A 10-minute taxi ride from downtown Phnom Penh, out past the colonial mansions of the international district and over the squat Japanese Friendship Bridge on the national Highway 6, the biggest concentration of restaurants in Cambodia lies along the narrow strip of land running between the Mekong and the Tonle Sap rivers, vast seafood palaces lining either side of Highway 6 for a distance of several miles.

Some of these restaurants specialize in hot pots or local river fish, and others are little more than glorified noodle houses with decent waterside views. Many of them, though, are less restaurants than gigantic entertainment complexes, enormous compounds encrusted with waterfalls and carp ponds, dragons and pagodas, radiant neon, and at least one stageful of dancing women, glittery singers and Khmer-language comedians, joined together in endless revues. Menus are written in Chinese, Khmer, French and English, and the dishes served range over half a dozen cuisines.
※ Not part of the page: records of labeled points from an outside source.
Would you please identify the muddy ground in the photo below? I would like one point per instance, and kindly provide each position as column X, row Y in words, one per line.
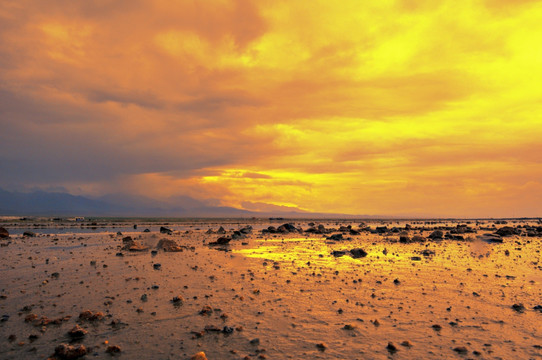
column 272, row 295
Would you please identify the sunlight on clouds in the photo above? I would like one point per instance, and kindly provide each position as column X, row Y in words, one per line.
column 388, row 107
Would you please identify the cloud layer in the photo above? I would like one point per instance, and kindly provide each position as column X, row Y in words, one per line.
column 392, row 107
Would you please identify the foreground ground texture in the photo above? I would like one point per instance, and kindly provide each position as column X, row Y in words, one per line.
column 341, row 290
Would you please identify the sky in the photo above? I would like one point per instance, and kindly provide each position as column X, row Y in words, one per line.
column 407, row 108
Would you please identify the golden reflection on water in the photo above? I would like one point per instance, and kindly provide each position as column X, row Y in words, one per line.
column 318, row 252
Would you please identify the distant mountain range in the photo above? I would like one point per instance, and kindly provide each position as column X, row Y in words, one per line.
column 42, row 203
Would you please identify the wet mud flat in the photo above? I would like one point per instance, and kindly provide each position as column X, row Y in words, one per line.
column 272, row 295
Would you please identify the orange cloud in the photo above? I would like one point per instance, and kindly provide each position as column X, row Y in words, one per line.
column 393, row 107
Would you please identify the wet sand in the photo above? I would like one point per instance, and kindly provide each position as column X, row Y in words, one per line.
column 273, row 296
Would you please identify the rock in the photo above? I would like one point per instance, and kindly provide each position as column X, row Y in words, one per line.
column 461, row 350
column 223, row 240
column 286, row 228
column 69, row 352
column 4, row 234
column 165, row 230
column 321, row 346
column 206, row 310
column 227, row 330
column 358, row 253
column 88, row 315
column 177, row 300
column 507, row 231
column 338, row 253
column 336, row 237
column 491, row 238
column 246, row 230
column 381, row 229
column 169, row 245
column 113, row 349
column 391, row 348
column 77, row 332
column 428, row 252
column 199, row 356
column 134, row 246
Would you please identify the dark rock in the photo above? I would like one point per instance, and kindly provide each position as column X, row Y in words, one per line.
column 133, row 245
column 338, row 253
column 246, row 230
column 358, row 253
column 227, row 330
column 177, row 300
column 286, row 228
column 461, row 350
column 507, row 231
column 168, row 245
column 428, row 252
column 113, row 349
column 165, row 230
column 492, row 238
column 4, row 234
column 391, row 348
column 199, row 356
column 206, row 310
column 77, row 332
column 89, row 316
column 223, row 240
column 321, row 346
column 69, row 352
column 437, row 234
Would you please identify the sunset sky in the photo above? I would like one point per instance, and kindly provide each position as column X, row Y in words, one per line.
column 410, row 108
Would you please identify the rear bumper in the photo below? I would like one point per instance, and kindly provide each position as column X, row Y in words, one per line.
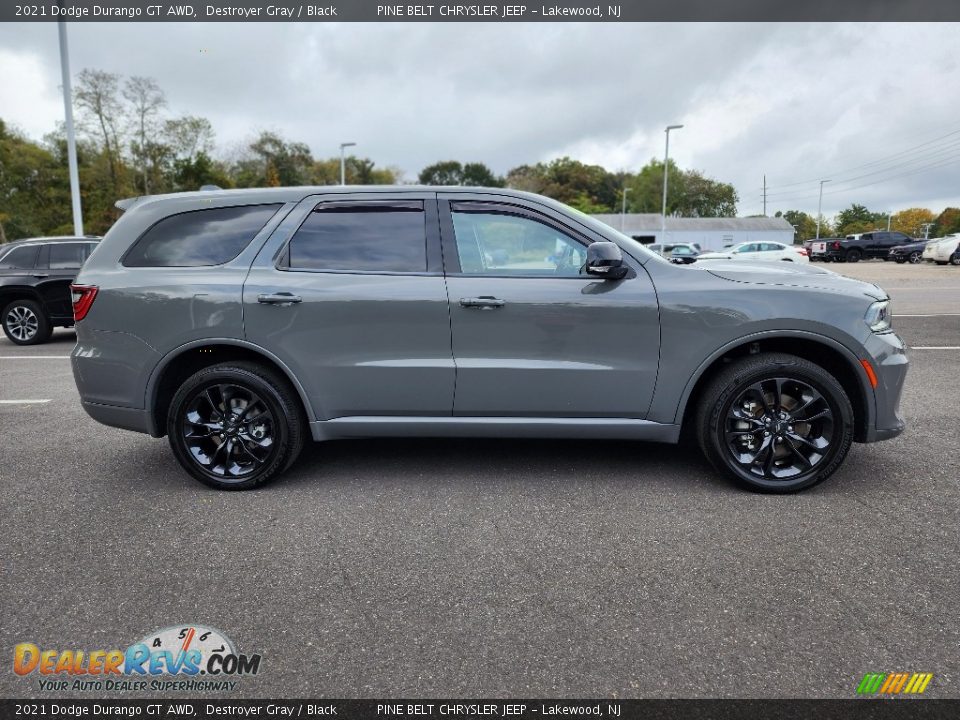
column 134, row 419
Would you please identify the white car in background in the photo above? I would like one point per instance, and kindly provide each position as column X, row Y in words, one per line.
column 761, row 251
column 946, row 250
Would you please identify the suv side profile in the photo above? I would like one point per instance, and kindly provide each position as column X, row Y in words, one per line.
column 854, row 248
column 241, row 323
column 35, row 277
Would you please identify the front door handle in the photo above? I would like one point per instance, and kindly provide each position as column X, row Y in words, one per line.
column 484, row 302
column 279, row 299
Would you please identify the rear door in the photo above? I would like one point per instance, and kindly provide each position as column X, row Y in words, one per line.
column 532, row 336
column 349, row 293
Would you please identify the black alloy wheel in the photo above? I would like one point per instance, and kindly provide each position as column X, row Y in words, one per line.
column 235, row 426
column 775, row 423
column 25, row 323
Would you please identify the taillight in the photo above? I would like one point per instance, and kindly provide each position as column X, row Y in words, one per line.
column 83, row 297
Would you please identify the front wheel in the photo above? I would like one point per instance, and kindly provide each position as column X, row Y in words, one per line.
column 25, row 323
column 775, row 423
column 235, row 426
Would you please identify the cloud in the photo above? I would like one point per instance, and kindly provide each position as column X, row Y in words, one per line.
column 793, row 101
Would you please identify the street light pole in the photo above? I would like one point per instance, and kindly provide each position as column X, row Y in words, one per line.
column 666, row 158
column 820, row 205
column 343, row 162
column 71, row 137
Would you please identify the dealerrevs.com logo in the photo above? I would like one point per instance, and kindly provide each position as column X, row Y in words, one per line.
column 181, row 657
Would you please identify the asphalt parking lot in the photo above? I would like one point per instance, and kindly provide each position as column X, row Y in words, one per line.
column 496, row 569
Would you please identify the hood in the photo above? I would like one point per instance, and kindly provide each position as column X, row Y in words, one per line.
column 794, row 275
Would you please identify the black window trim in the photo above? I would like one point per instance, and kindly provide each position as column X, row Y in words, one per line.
column 503, row 207
column 421, row 205
column 268, row 224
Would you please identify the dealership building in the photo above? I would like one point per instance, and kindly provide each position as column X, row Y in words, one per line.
column 709, row 233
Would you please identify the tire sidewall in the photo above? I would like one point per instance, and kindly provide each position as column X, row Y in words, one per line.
column 840, row 443
column 234, row 376
column 44, row 328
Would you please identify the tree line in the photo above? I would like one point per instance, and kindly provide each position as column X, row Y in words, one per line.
column 128, row 143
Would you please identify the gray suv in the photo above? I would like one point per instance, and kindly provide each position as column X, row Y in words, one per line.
column 240, row 323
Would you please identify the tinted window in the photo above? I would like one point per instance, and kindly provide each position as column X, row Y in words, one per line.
column 201, row 237
column 67, row 256
column 497, row 244
column 23, row 257
column 375, row 237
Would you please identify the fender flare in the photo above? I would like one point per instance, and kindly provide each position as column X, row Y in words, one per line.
column 846, row 352
column 153, row 382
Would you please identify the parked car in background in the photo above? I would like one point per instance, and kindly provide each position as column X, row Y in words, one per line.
column 818, row 249
column 862, row 246
column 761, row 251
column 242, row 323
column 684, row 254
column 35, row 277
column 946, row 250
column 911, row 252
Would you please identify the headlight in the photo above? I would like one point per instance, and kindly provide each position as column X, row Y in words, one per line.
column 878, row 316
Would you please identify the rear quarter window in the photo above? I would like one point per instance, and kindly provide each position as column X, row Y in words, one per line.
column 200, row 237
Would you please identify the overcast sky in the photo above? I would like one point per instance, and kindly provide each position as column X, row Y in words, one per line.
column 795, row 101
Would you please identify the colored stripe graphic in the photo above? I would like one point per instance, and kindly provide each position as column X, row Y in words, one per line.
column 894, row 683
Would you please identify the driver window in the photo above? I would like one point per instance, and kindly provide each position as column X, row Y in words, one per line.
column 504, row 245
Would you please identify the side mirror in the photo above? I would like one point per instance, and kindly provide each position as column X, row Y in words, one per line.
column 605, row 260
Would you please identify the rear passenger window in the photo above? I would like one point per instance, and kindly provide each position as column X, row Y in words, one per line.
column 65, row 256
column 20, row 258
column 361, row 237
column 200, row 237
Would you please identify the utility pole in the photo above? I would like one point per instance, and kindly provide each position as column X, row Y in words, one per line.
column 666, row 172
column 819, row 206
column 71, row 136
column 343, row 162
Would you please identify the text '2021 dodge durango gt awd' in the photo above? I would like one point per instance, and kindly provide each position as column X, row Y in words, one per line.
column 239, row 323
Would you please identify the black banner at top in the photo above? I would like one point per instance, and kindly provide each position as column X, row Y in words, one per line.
column 513, row 11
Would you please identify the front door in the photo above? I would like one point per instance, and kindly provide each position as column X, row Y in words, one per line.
column 355, row 304
column 532, row 335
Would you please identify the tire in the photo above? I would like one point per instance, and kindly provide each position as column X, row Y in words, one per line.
column 241, row 453
column 777, row 466
column 25, row 323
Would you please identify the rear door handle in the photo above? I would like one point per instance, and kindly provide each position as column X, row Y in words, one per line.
column 482, row 303
column 279, row 299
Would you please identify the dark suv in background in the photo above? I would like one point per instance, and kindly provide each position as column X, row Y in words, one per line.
column 35, row 277
column 876, row 244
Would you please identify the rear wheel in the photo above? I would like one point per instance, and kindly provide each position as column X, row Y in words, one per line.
column 235, row 426
column 25, row 323
column 775, row 423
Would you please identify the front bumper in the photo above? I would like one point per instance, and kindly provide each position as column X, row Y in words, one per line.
column 888, row 356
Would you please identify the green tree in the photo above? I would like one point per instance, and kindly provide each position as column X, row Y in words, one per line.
column 947, row 222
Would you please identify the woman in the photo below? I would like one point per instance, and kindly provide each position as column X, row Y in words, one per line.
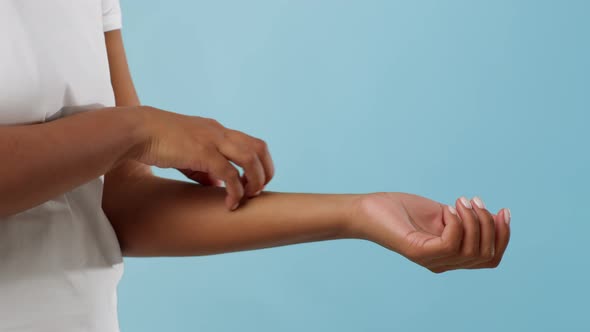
column 77, row 192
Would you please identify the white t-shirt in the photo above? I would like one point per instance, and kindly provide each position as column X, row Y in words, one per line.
column 60, row 261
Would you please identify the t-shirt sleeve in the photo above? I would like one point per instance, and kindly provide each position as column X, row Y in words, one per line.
column 111, row 15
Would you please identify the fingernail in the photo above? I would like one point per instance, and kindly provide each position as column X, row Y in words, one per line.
column 479, row 202
column 507, row 215
column 465, row 202
column 452, row 210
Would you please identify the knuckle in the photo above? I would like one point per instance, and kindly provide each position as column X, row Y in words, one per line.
column 494, row 263
column 230, row 172
column 436, row 270
column 470, row 253
column 487, row 255
column 249, row 158
column 260, row 144
column 449, row 248
column 214, row 122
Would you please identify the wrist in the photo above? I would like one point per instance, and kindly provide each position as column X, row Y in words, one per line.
column 354, row 220
column 136, row 121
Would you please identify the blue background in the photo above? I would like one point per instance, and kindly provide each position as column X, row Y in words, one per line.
column 437, row 98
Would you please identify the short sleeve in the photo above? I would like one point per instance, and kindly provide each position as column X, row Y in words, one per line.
column 111, row 15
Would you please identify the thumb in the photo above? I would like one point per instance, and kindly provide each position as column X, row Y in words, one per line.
column 449, row 241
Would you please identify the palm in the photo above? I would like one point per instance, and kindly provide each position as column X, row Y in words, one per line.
column 404, row 219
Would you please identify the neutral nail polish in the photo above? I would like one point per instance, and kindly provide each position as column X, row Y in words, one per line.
column 465, row 202
column 507, row 215
column 479, row 202
column 452, row 209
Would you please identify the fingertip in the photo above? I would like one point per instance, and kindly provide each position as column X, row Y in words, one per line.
column 452, row 209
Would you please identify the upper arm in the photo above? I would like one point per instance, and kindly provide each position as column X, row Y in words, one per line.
column 125, row 95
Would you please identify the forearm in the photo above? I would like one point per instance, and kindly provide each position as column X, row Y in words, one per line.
column 43, row 160
column 165, row 217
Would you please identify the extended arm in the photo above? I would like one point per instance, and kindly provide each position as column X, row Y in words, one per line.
column 154, row 216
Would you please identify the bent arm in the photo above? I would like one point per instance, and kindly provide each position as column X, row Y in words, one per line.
column 154, row 216
column 163, row 217
column 42, row 160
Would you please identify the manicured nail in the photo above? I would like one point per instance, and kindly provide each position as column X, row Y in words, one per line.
column 479, row 202
column 507, row 215
column 465, row 202
column 452, row 210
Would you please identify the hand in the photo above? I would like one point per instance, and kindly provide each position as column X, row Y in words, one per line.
column 437, row 236
column 201, row 148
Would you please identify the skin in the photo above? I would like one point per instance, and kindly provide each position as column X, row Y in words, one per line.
column 155, row 216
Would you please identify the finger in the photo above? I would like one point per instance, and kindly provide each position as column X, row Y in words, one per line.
column 247, row 158
column 470, row 248
column 487, row 230
column 200, row 177
column 221, row 168
column 448, row 244
column 502, row 229
column 469, row 251
column 266, row 159
column 263, row 152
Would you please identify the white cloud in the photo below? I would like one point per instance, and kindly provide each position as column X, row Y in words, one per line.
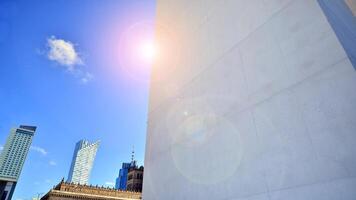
column 52, row 163
column 63, row 52
column 66, row 56
column 108, row 183
column 39, row 150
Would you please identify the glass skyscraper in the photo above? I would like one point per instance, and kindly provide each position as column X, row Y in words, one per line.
column 82, row 162
column 121, row 181
column 12, row 158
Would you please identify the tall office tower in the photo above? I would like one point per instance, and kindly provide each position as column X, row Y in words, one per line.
column 253, row 99
column 82, row 162
column 13, row 157
column 121, row 180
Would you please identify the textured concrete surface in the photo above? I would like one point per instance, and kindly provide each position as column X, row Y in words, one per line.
column 251, row 100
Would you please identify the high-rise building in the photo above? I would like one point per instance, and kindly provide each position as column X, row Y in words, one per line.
column 12, row 158
column 121, row 180
column 82, row 162
column 135, row 179
column 253, row 99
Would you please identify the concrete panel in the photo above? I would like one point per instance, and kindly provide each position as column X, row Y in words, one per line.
column 255, row 100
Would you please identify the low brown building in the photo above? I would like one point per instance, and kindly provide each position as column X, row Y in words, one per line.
column 71, row 191
column 135, row 179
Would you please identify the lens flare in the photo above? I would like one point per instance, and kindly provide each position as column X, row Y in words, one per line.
column 148, row 51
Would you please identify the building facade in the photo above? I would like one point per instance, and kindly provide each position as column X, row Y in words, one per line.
column 252, row 100
column 71, row 191
column 82, row 162
column 12, row 158
column 121, row 181
column 135, row 179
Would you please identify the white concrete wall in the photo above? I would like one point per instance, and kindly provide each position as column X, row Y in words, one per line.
column 250, row 99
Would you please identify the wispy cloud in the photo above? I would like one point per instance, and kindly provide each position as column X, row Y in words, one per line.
column 52, row 163
column 65, row 54
column 39, row 150
column 109, row 183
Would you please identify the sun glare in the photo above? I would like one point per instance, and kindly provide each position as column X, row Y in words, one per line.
column 148, row 51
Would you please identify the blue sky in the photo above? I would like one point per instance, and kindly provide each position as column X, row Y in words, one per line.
column 61, row 69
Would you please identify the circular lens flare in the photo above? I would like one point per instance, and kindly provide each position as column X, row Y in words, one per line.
column 148, row 51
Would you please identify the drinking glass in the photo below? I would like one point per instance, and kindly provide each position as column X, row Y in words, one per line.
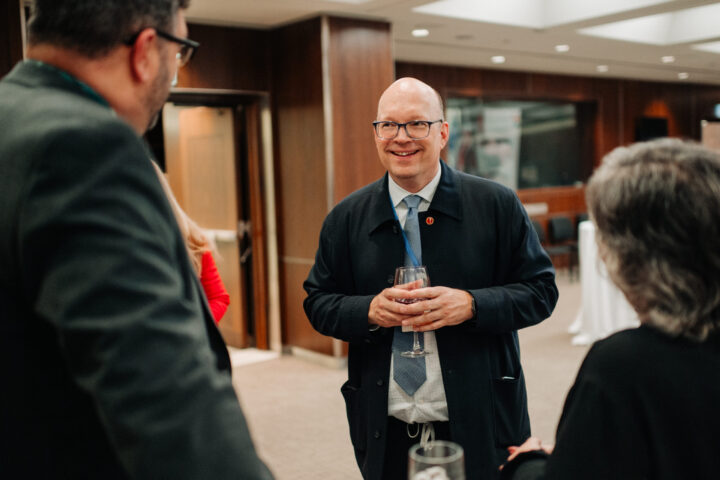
column 437, row 460
column 405, row 275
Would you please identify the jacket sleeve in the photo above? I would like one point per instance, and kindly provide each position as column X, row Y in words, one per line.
column 329, row 305
column 99, row 251
column 525, row 292
column 217, row 296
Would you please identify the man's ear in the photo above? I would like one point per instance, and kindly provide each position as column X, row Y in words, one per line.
column 144, row 56
column 444, row 133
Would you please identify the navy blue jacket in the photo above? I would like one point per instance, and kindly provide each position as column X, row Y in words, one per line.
column 482, row 241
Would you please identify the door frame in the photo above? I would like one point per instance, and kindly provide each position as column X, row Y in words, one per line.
column 257, row 143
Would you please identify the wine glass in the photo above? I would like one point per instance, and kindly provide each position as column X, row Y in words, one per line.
column 404, row 275
column 436, row 460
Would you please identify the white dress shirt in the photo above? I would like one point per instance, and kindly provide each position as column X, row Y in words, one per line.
column 429, row 403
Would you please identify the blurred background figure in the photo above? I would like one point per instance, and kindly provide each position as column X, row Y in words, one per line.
column 644, row 404
column 200, row 250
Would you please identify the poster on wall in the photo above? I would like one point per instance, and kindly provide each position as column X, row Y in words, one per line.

Roving bar girls wander around wearing tight bridesmaid’s dresses and sashes advertising Tiger Beer, Johnny Walker Black or California Red Wine — when you buy an expensive bottle of cognac, the Courvoisier woman will pour you shots until it is gone. Away from the stages are open dining terraces the size of soccer fields, lit with skeins of twinkling, colored bulbs, poised high over the vast, swampy expanse of the great Mekong. Huge freighters drift by on a hot spring night, fishing dories, and small, unlighted smugglers‘ boats, outlines barely discernible in the dark, the faces of their passengers briefly illuminated by the small, swelling glow when somebody strikes a match. When the music pauses for a minute on the restaurant’s main stage, the sound of laughter carries across the black water from a quarter-mile away.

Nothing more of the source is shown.